Arbeitgeber und Gewerkschafter enttäuscht

Gesundheitspolitiker der Union begrüßten die Pläne. Die Kombination aus Sparen, Anhebung des Beitragssatzes und Weiterentwicklung der Zusatzbeiträge sei der richtige Weg. Gleichermaßen enttäuscht äußerten sich dagegen Arbeitgeber und Gewerkschaften. Arbeitgeber-Präsident Dieter Hundt sagte bei n-tv, die Anhebung des Arbeitgeberbeitrages um 0,3 Punkte widerspreche nicht nur dem Koalitionsvertrag, sondern auch den jüngsten Zusagen der Koalitionsparteien, die Arbeitskosten nicht weiter zu erhöhen. Eine Anhebung des Beitragssatzes für Arbeitgeber von 7,0 auf 7,3 Prozent verteuere vielmehr die Arbeitskosten um mehr als 2 Milliarden Euro und gefährde die Fortsetzung der derzeitigen wirtschaftlichen Erholung.

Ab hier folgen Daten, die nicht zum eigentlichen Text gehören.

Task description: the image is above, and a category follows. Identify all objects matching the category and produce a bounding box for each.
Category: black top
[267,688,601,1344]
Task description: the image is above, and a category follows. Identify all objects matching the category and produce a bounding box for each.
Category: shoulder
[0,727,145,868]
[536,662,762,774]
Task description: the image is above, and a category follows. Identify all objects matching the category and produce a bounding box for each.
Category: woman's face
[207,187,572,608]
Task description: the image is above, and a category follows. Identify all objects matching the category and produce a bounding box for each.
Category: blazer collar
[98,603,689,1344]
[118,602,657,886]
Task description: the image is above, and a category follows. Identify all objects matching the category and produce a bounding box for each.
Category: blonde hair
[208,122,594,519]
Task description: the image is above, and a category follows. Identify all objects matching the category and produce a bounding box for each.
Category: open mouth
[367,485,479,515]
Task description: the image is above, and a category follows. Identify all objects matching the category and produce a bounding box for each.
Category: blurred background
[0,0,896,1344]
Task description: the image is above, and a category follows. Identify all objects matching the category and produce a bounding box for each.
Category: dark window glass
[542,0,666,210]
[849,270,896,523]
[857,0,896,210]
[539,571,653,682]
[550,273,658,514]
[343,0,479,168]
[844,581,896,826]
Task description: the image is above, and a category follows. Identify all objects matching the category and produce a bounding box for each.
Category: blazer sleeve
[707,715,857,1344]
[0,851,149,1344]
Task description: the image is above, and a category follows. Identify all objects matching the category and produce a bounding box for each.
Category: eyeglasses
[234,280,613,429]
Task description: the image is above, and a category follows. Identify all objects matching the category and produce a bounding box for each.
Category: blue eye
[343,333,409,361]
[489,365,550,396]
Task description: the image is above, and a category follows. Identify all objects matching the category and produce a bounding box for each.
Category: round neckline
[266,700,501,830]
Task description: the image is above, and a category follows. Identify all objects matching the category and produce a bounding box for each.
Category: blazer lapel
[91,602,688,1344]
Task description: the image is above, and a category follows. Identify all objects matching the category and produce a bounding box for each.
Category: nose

Die Gewerkschaft IG BCE sprach von einer "enttäuschenden Augenblickspolitik". Ihr Vorsitzender Michael Vassiliadis erklärte, die Koalition beschränke sich auf "perspektivlose Kostendämpfung und eine hilflose Erhöhung der Beiträge". SPD-Gesundheitsexpertin Carola Reimann sprach von einer "blamablen Bankrotterklärung" der Koalition.

Steinmeier: Rösler ist gescheitert

Die SPD forderte Rösler umgehend zum Rücktritt auf. Der FDP-Politiker habe selbst erklärt, bei einem Scheitern der Gesundheitsreform wolle ihn niemand mehr als Minister haben, sagte SPD-Fraktionschef Frank-Walter Steinmeier in Berlin. Dieser Fall sei jetzt eingetreten, fügte der Oppositionsführer hinzu.

Als "Gescheiterter" füge sich Rösler fast willenlos "in die Regierungsunfähigkeit" der Koalition. Die Vereinbarungen von Union und FDP zur Finanzierung des Krankenkassendefizits nannte Steinmeier einen "Offenbarungseid". Das Ergebnis seien höhere Beiträge und Zusatzprämien für die Versicherten. "Das ist unsozial und wird besonders die unteren und mittleren Einkommen treffen", zeigte er sich überzeugt. Auch die Versuche der Koalition, bei den Arzneimitteln zu sparen, seien halbherzig und unausgegoren geblieben.